Prohibition took effect in January, 1920, and, all at once, people really did stop drinking, at least for a time. In “Last Call,” a witty popular history of the Prohibition era, published in 2010, Daniel Okrent chronicled the country’s six-month infatuation with nonalcoholic beer, and its longer relationships with other substitutes. Sales of Coca-Cola increased, and some Protestants took dry Communion with the aid of a new product called Dr. Welch’s Unfermented Wine, which would be familiar to any modern toddler. Understandably, though, Okrent spent much of his book chronicling the manifold and ingenious ways that Americans warded off sobriety. In New York, attendance soared at synagogues offering “Kosher Wine for Sacramental Purposes”—the predecessors, perhaps, of the California medical-marijuana clinics currently treating a suspiciously hale group of patients. Small boats raced across the Detroit River from Canada; big ships hosted revelry offshore from East Coast cities, beyond the jurisdiction of the Coast Guard. Enterprising vintners sold grapes directly to customers and also provided them with grape-crushing services, to facilitate home fermentation. Rural bootleggers and urban speakeasies helped the country adapt, too; the change of circumstance helped convert American drinkers to gin, because it was easy to produce, and it also made them more brand-conscious, in the hope of avoiding liquor that was weak or poisonous or, in the worst case, both.
McGirr wants us to remember that these new patterns of consumption emerged only among those who could afford them; according to one study she cites, “drinking among workers was cut by half,” and research suggests that Prohibition did indeed cause a meaningful decline in alcohol-related deaths and illnesses. Many Negro leaders supported temperance and, to a lesser extent, Prohibition, although most of them renounced it as they discovered what it would entail. The speakeasies of Harlem helped spark a cultural renaissance, but they were viewed more skeptically by many locals, who resented the way the police allowed their neighborhood to become a locus of lawless fun. An editorial in a black newspaper complained that Harlem was now “a modern-day plantation for white thrill-seekers.” McGirr argues that Prohibition showed that the police would allow “vice” to flourish in “areas of the city without weighty protectors”—the same process by which, in the decades that followed, drug dealers were allowed to operate in many of the same vulnerable neighborhoods. In the South, raids often targeted Negroes and poor whites.

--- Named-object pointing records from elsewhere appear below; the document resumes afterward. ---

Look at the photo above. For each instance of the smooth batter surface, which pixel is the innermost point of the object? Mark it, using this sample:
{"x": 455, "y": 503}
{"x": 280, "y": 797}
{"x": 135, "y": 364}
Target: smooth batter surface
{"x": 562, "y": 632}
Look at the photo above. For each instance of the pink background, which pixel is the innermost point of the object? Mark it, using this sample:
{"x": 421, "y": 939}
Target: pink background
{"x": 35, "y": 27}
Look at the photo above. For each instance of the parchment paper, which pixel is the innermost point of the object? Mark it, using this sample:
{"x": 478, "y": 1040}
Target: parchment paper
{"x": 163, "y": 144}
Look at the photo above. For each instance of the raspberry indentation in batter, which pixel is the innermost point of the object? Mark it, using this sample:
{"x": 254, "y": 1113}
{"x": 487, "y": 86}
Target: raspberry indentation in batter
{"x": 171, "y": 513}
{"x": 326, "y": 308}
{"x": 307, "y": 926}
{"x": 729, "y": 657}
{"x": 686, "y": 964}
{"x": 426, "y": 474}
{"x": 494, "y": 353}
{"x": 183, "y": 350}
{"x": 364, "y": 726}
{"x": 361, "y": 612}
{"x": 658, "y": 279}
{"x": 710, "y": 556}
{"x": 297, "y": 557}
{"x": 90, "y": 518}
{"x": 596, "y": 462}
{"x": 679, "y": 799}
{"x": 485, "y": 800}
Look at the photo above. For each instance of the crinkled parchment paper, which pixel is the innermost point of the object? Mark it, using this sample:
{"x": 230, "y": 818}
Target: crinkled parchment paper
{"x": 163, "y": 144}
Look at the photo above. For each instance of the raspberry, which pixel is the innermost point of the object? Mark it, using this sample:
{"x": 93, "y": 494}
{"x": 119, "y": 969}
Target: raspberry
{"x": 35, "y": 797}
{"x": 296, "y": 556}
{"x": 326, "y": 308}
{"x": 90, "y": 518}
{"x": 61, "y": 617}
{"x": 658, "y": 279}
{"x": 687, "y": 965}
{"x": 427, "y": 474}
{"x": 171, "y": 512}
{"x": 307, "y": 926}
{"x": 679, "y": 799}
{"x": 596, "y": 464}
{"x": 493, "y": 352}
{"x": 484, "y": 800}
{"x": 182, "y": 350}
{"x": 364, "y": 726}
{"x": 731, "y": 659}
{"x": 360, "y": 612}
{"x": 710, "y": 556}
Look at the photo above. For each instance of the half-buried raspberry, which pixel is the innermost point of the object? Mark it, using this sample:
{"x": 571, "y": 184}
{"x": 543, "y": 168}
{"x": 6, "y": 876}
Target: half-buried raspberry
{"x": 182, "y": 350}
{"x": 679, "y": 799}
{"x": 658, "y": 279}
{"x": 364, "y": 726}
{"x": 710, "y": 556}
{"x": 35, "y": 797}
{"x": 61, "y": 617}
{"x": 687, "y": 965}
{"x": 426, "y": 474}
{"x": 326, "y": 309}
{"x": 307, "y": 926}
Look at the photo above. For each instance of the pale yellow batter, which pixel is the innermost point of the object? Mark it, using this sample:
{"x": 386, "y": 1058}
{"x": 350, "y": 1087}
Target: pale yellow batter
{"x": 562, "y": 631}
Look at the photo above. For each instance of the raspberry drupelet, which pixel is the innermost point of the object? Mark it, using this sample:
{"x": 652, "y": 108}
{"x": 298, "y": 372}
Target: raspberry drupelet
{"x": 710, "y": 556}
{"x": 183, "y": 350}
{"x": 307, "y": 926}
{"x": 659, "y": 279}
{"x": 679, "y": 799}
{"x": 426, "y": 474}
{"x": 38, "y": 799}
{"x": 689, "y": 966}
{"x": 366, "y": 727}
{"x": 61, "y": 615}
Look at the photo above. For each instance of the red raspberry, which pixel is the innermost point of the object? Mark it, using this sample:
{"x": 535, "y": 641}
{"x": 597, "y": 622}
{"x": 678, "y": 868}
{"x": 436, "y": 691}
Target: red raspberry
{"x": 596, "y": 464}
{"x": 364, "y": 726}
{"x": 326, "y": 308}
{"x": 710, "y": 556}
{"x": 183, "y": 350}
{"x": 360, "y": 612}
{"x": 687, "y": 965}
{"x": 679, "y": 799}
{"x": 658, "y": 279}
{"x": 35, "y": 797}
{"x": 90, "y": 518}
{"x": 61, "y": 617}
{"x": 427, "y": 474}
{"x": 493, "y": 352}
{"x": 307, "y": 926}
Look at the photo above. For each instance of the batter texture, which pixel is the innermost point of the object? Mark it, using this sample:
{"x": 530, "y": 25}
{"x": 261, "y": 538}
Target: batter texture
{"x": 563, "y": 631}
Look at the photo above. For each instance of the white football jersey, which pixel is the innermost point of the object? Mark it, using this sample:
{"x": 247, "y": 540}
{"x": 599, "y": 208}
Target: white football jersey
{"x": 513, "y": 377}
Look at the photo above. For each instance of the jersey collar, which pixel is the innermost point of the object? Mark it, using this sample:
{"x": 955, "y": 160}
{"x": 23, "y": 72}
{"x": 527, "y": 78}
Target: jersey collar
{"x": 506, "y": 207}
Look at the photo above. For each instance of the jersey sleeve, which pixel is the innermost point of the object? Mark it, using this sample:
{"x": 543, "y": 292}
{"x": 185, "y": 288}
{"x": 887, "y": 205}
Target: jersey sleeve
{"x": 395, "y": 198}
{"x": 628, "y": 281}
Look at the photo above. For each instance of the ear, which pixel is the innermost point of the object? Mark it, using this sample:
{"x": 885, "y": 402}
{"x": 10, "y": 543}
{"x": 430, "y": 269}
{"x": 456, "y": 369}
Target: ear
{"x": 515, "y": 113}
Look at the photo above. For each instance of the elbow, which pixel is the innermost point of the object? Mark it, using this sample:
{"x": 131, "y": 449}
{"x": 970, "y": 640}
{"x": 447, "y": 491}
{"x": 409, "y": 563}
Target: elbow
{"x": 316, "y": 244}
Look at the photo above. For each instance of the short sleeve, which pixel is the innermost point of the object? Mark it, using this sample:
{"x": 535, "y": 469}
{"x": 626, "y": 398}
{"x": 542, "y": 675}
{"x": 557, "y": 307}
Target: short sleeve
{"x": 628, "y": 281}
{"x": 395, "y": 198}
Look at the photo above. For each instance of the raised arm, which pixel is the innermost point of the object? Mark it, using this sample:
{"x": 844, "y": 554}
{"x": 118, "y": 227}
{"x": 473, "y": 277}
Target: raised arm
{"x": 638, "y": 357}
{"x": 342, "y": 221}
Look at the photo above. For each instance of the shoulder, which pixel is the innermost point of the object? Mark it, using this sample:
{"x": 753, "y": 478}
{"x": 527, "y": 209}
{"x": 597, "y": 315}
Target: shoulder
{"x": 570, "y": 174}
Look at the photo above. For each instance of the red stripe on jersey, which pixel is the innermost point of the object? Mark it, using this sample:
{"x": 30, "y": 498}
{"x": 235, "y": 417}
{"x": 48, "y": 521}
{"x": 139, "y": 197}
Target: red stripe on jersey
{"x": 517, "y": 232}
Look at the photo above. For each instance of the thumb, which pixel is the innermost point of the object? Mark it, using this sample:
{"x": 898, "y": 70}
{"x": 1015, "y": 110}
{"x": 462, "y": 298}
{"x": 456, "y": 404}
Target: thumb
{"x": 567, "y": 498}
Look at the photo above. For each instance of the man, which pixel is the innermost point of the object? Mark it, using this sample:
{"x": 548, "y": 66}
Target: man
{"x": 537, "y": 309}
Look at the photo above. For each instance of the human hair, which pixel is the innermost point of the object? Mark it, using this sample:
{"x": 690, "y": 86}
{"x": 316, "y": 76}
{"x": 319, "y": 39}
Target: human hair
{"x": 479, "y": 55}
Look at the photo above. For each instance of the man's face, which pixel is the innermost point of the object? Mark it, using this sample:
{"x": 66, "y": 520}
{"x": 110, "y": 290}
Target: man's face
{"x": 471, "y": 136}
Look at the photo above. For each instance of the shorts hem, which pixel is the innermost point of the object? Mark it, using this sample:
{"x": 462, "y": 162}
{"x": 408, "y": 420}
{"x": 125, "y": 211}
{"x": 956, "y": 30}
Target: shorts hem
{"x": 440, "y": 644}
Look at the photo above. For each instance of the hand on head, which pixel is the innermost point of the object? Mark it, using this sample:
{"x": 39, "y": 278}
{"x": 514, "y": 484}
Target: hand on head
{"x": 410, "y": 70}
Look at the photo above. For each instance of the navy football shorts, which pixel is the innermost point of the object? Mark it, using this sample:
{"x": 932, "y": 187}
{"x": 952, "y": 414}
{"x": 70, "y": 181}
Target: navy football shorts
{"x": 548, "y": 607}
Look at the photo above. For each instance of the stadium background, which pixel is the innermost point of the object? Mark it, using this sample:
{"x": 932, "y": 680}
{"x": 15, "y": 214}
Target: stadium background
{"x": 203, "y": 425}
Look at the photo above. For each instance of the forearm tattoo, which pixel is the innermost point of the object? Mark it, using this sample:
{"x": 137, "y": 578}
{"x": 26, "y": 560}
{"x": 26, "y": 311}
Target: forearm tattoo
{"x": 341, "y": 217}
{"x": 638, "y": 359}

Using records from Virginia, McGirr finds some evidence that race played a role in who was arrested; she also concludes that the government’s heavy-handed tactics alienated many white citizens who weren’t wealthy or lucky enough to be left alone. The Richmond Planet, a black newspaper in Virginia, noted with some satisfaction that “the same treatment that has been accorded to black citizens for more than a decade in the matter of Constitutional rights and privileges is now being meted to white citizens.”
Kelefa Sanneh, “Drunk With Power”, The New Yorker (21 & 28 December 2015), 108.